A fairly half-arsed description of a gig that was nonetheless very good
A gig with a nice little line-up took place at The Jug Of Ale on Friday the 4th of May, a nice little line-up indeed.
Betty & The Id opened affairs, with their off-kilter bass-driven garage rock, incorporating some bubblegum pop-ish bits and some bits reminding me a tiny bit of The Stranglers (in a weird sort of way. Don’t go mad with that as a comparison, it’s not helpful in terms of their sound as a whole). They’re an unlikely looking bunch, but their set was most enjoyable – catchy songs that aren’t quite straightforward, also capable of a bit of stomping swagger when called for.
Mills & Boon and The Courtesy Group are both very hard to describe, and for the sake of retaining my own minimal dignity I should probably give up trying. I wrote about both of them here, then Mills And Boon here and The Courtesy Group here. Cobble a description together in your own mind from that little lot.
Mills And Boon normally sound very messy – I don’t mean that in anything even remotely approaching a bad way and it’s certainly not that they aren’t tight, it’s just that their music is very chaotic. Here, they actually were messy. It doesn’t hurt their sound anywhere near as much as it would some, though. Raggedness is what they do well. This was lots of fun.
The Courtesy Group seemed a tiny bit more subdued than the couple of times I’ve seen them before, but still insane. There were a few songs and between-song poems that I don’t remember having heard before now (unless that’s just me being too drunk by this point in the evening.
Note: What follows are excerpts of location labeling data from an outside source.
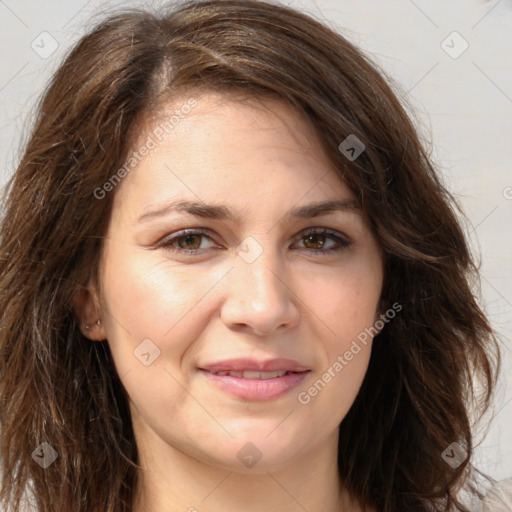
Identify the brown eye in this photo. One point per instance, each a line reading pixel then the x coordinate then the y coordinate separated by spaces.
pixel 314 241
pixel 190 242
pixel 320 241
pixel 187 242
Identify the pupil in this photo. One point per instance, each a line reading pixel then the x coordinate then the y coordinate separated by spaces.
pixel 189 240
pixel 315 240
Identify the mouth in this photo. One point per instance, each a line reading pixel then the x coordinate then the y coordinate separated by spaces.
pixel 253 385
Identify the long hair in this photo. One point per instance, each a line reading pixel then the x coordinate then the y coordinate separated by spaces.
pixel 59 388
I was quite drunk) and the singer didn’t have his customary Hawaiian shirt (unless, again, that’s just me being too drunk by this point in the evening. I was, again, quite drunk), but plenty of lunacy and great songs were still at large. I’m beginning to think “On The Rock In The Rock” (or whatever it’s called) is my favourite of theirs. Bostin’, as those of us West of the Western edge of the outer circle bus route say.